Issue: What is the standard of review on the lateness issue?
Holding: The standard is reasonableness.
Analysis: A neat little case that shows the relevance of characterizing administrative law issues for standard of review purposes. Sigma argued that the standard of review here was correctness because the issue of lateness is a procedural fairness concern. Specifically, Sigma said that the clock should have only started running once Sigma had been notified of its right to file a complaint. On first blush, this issue might sound like one of procedural fairness, having to do with notice.

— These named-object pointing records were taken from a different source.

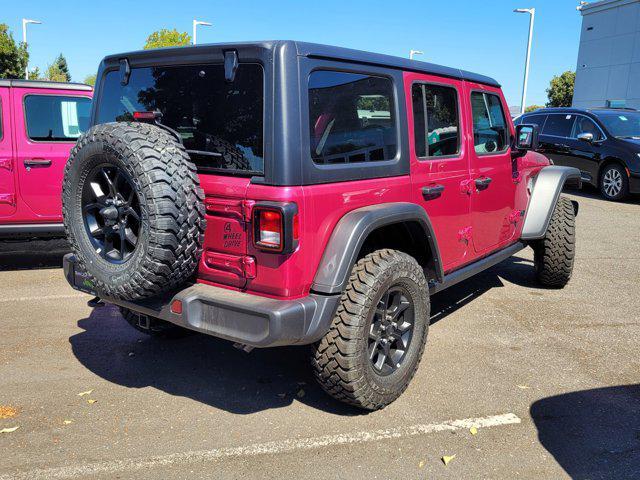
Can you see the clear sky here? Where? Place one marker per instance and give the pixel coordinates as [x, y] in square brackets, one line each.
[483, 36]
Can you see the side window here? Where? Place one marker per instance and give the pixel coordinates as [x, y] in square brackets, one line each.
[52, 118]
[351, 118]
[490, 133]
[586, 125]
[559, 125]
[435, 115]
[534, 119]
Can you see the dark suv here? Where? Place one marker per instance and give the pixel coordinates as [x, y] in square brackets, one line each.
[281, 193]
[604, 144]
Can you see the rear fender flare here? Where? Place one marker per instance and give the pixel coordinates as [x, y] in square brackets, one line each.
[350, 234]
[547, 187]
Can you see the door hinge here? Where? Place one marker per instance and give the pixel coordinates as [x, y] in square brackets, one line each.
[465, 234]
[467, 186]
[516, 216]
[8, 198]
[6, 163]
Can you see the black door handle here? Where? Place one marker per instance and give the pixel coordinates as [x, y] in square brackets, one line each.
[37, 162]
[432, 192]
[483, 183]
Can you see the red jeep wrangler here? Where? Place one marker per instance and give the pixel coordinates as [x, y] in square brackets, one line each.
[280, 193]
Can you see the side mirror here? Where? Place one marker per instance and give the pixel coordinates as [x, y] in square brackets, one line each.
[526, 137]
[586, 137]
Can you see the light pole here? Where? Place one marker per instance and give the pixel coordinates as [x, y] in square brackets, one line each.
[195, 24]
[26, 21]
[532, 13]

But fundamentally the question is one of interpretation: Sigma’s argument is “an attack on the reasonableness of the Tribunal’s application of its home statute” [4]. The alternative interpretation suggested by Sigma might lead to an interpretation that is more respectful of procedural rights. But fundamentally, the challenge is to the Tribunal’s understanding of a statutory provision, which on Vavilov’s terms, attracts the presumption of reasonableness.
Telus Communications Inc. v. Vidéotron Ltée, 2022 FC 726 (May 17, 2022)

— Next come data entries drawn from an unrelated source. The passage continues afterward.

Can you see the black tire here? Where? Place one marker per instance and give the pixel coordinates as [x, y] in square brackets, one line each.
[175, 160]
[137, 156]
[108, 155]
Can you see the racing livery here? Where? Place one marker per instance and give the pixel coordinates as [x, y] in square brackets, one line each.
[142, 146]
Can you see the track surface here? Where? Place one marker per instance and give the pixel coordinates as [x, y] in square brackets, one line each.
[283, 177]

Category: Application of the reasonableness standard (materiality)
Context: A delegate of the Minister of Industry concluded that Videotron was eligible to bid on set-aside spectrum in a telecommunications spectrum auction for Western Canada. Spectrum is a special word for “electromagnetic waves of various frequencies” which is controlled and managed by the Minister of Industry as a public good, under broad authority conferred by the Radiocommunication Act. As the Court noted, “[t]he spectrum in question is critical for the development of 5G network techology” [1]. Telus challenged the decision permitting Videotron to bid on the spectrum auction.
The process for the decision is described in detail in the FC decision, but see the below paragraph:
As I have noted, the Framework allowed for an iterative process, where the bidder would submit information, ISED could request corrections or additional information, and could perform the requisite verifications to ensure compliance with eligibility criteria. Prospective bidders would be informed of whether they had been found eligible within the prescribed period. This iterative process, including the post-submission verifications, should come as no surprise to Auction participants: not only being spelled out in the Framework, at paras 435, 437, but also indicated on the set-aside eligibility form [108].
Issue: Is the decision reasonable?
Holding: Yes.
Analysis: On the substantive merits, Telus specifically argued that a government subdelegate’s use of certain terms in one of the forms involved in the iterative process was “confusing, ambiguous, and unintelligible [125-126], and that these and other “errors” show that no acceptable line of reasoning was employed.
Here, Telus’ arguments were basically directed towards the form in which the decision took, which in part is due to the iterative process employed in this type of polycentric decision-making. In my view, the Court rightly rejected these arguments. As the Court says, these are wholly “superficial shortcomings” which do not undermine or contradict the entire record produced in this case [129, 135]. The materiality requirement in Vavilov, along with the basic idea that a decision must be assessed in its entirety, means that a decision with “errors” like this should be reasonable, even despite those minor missteps.
Disclaimer: Nothing in the SEAR is legal advice. The SEAR is not designed to be comprehensive. It is designed to collect some cases that I believe are interesting to practitioners and students, and to provide my quick thoughts. Not all of the cases presented are fully analyzed ie) I’ve selected the most relevant issues in some of the cases. Please complement the SEAR with your own research and study. Any mistakes are my own.